さすがにいきなり揉みしだくはみっともないと思ったので、ふんふん。なるほど。こういう感じねと言いながら、胸のあたりを指で突いてみた。
むにゅっと指が柔らかに跳ねかえされる感触があったので、俺はそれだけで天にも昇る心地だったが、今度は大胆に鷲掴みにするつもりで、開いた掌を近づけてみる。
「――ゥゥ」
そのとき、俺は前かがみになってイオンの胸に顔を近づけていたのだが、風が唸るような音が聞こえたので、ふと顔をあげた。

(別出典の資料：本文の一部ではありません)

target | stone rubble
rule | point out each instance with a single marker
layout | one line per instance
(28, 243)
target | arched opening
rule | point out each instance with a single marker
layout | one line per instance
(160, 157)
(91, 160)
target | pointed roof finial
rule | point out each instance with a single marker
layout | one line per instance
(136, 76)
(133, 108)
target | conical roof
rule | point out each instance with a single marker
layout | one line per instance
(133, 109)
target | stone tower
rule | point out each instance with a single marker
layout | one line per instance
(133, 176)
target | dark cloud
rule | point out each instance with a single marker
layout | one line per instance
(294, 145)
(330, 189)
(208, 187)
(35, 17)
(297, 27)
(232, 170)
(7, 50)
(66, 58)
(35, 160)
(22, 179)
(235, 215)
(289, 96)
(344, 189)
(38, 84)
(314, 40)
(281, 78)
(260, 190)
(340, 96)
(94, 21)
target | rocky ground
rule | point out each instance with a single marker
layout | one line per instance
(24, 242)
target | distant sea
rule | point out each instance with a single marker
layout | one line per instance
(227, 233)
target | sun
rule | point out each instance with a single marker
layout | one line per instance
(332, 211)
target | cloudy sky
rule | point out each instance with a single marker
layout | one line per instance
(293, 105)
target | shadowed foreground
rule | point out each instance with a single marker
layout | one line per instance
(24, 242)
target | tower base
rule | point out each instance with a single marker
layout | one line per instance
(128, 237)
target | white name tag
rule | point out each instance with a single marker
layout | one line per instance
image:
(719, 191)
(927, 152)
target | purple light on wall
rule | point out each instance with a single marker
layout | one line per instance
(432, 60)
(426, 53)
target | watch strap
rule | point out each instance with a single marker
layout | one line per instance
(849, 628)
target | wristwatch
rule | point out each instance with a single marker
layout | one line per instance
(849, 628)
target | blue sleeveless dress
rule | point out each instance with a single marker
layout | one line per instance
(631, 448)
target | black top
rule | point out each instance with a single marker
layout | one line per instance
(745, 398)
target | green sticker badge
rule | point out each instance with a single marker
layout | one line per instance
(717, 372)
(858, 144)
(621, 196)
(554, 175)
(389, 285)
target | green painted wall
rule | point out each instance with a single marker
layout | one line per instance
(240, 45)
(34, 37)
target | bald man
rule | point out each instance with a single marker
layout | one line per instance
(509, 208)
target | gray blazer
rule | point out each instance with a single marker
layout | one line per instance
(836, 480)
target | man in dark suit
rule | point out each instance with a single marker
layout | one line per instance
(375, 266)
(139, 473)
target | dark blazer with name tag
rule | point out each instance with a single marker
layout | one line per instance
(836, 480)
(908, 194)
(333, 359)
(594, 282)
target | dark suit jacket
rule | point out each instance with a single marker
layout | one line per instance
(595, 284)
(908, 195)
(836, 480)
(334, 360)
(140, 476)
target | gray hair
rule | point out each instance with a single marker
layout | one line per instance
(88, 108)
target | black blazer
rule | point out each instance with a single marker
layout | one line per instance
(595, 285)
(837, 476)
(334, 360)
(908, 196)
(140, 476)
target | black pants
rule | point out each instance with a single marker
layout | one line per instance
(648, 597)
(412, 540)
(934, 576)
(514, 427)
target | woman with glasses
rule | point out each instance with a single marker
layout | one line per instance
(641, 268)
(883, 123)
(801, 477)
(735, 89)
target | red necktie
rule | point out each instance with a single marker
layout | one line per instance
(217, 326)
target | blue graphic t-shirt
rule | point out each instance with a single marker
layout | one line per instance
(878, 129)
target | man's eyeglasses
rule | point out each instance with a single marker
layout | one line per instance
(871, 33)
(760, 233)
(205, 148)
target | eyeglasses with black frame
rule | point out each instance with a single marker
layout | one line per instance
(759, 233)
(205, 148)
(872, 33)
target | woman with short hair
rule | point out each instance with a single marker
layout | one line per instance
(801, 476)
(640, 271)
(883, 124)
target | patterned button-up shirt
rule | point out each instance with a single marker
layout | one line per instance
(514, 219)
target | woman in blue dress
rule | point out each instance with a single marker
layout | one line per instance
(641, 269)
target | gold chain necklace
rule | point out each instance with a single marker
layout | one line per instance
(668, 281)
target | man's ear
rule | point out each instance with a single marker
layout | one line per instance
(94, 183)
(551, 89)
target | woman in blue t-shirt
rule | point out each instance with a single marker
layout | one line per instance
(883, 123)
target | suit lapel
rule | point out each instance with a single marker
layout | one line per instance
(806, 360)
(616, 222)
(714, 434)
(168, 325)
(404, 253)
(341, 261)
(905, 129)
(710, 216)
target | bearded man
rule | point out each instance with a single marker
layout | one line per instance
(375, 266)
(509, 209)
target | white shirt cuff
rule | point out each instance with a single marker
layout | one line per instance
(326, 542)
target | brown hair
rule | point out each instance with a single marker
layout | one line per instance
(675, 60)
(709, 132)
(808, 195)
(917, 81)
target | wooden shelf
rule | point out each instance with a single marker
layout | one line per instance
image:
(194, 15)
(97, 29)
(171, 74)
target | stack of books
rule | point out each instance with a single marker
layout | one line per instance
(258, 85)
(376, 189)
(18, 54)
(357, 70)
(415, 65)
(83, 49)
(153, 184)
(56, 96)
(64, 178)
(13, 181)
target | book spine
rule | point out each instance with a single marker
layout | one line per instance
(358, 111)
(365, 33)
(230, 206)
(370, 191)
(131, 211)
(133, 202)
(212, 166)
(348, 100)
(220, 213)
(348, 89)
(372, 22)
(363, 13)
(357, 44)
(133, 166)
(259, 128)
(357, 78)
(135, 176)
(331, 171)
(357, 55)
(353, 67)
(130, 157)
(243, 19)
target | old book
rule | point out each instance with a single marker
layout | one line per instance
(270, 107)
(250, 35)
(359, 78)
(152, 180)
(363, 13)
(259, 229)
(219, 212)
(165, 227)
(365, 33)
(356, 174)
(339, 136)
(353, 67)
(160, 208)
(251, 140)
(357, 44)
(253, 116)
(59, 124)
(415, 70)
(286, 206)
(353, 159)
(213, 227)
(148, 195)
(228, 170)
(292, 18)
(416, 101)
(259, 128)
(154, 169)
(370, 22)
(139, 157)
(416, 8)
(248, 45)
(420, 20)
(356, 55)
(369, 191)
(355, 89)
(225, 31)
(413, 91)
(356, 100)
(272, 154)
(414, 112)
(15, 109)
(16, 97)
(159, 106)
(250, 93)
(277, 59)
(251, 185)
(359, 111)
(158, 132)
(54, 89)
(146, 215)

するとそこには、憤りで顔を真っ赤にして、鼻息を荒くしながら俺をにらみつけるイオンの顔があった。
俺は腰を抜かしながら、あわてて後ずさる。
「い、いまイオンが……!」
「どうしたの、ハルト? おっぱいを揉んで悲鳴を上げる人なんて初めて見たよ」
「違うんだ。俺が手を近づけたら、イオンが般若のような形相になって……」
「もう、ハルトったらわたしをからかって。だから何度も言ってるでしょ? イオンちゃんはBOTで、BOTは感情を持たないんだってば」
「いやしかし、たしかに……」
そのころにはもう、イオンはさっと表情を変えて、平然とした様子にもどっていたものの、まだ耳たぶや頬の赤みは残っていた。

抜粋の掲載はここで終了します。